W I kwartale grupa Alchemii miała 264 mln zł przychodów i 15,6 mln zł zysku netto. To odpowiednio dwa i dziesięć razy więcej niż w analogicznym okresie 2010 roku. Tak znaczna poprawa to efekt niskiej ubiegłorocznej bazy, poprawy koniunktury w tym roku oraz konsolidacji wyników Rurexpolu począwszy od stycznia 2011 roku.
- Wyniki za I kwartał oraz kwiecień i maj pozwalają stwierdzić, że kryzys w naszej branży minął już na dobre - podsumowała Karina Wściubiak Hankó, prezes Alchemii. - Wyraźnie wzrósł popyt, spółki mają obłożenie, wszystkie są na plusie - dodała.

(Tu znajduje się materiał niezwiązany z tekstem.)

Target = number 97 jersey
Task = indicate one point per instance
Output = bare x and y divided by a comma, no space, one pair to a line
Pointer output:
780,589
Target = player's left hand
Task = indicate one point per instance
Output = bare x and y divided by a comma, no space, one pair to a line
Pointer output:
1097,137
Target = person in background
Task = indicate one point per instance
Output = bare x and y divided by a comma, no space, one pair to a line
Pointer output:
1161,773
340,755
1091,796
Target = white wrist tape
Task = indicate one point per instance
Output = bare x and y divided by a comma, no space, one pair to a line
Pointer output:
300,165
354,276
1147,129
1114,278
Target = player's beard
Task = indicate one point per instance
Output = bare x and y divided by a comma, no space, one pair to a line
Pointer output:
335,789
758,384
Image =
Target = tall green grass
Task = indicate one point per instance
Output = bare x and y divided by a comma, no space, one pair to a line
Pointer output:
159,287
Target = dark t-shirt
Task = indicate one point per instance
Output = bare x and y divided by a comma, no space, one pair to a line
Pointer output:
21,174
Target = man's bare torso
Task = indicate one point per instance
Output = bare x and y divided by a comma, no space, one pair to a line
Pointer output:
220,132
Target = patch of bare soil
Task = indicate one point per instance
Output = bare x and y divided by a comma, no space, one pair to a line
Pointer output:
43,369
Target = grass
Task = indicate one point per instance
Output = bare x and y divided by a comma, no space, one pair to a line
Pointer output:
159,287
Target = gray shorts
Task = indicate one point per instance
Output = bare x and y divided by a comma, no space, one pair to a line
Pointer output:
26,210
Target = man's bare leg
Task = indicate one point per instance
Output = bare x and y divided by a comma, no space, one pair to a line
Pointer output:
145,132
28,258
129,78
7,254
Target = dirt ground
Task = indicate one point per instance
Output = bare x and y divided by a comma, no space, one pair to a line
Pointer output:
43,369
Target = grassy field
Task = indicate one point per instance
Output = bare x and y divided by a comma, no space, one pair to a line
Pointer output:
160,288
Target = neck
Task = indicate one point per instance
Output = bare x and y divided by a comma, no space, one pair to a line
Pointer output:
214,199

Firma rozważy publikację prognozy wyników finansowych na 2011 rok. - Jeśli się na to zdecydujemy, ogłosimy ją pod koniec maja - powiedziała Wściubiak. 2010 rok grupa zamknęła 671 mln zł obrotów i 14,8 mln zł czystego zarobku.
Prezes zapowiedziała, że w tym roku rozpocznie się integracja grupy. Alchemia, która do tej pory pełniła funkcję holdingu, przejmuje teraz prowadzenie sprzedaży od Huty Batory i Rurexpolu. Docelowo do końca roku podmioty te mają zostać wchłonięte przez Alchemię i funkcjonować na zasadach oddziałów. Kolejnym etapem będzie analogiczna integracja Huty Bankowej i Kuźni Batory.
- Ma to usprawnić zarządzanie, zapewnić oszczędności, wzmocnić pozycję negocjacyjną z dostawcami wsadu i poprawę efektywności sprzedaży - podsumowała Wściubiak.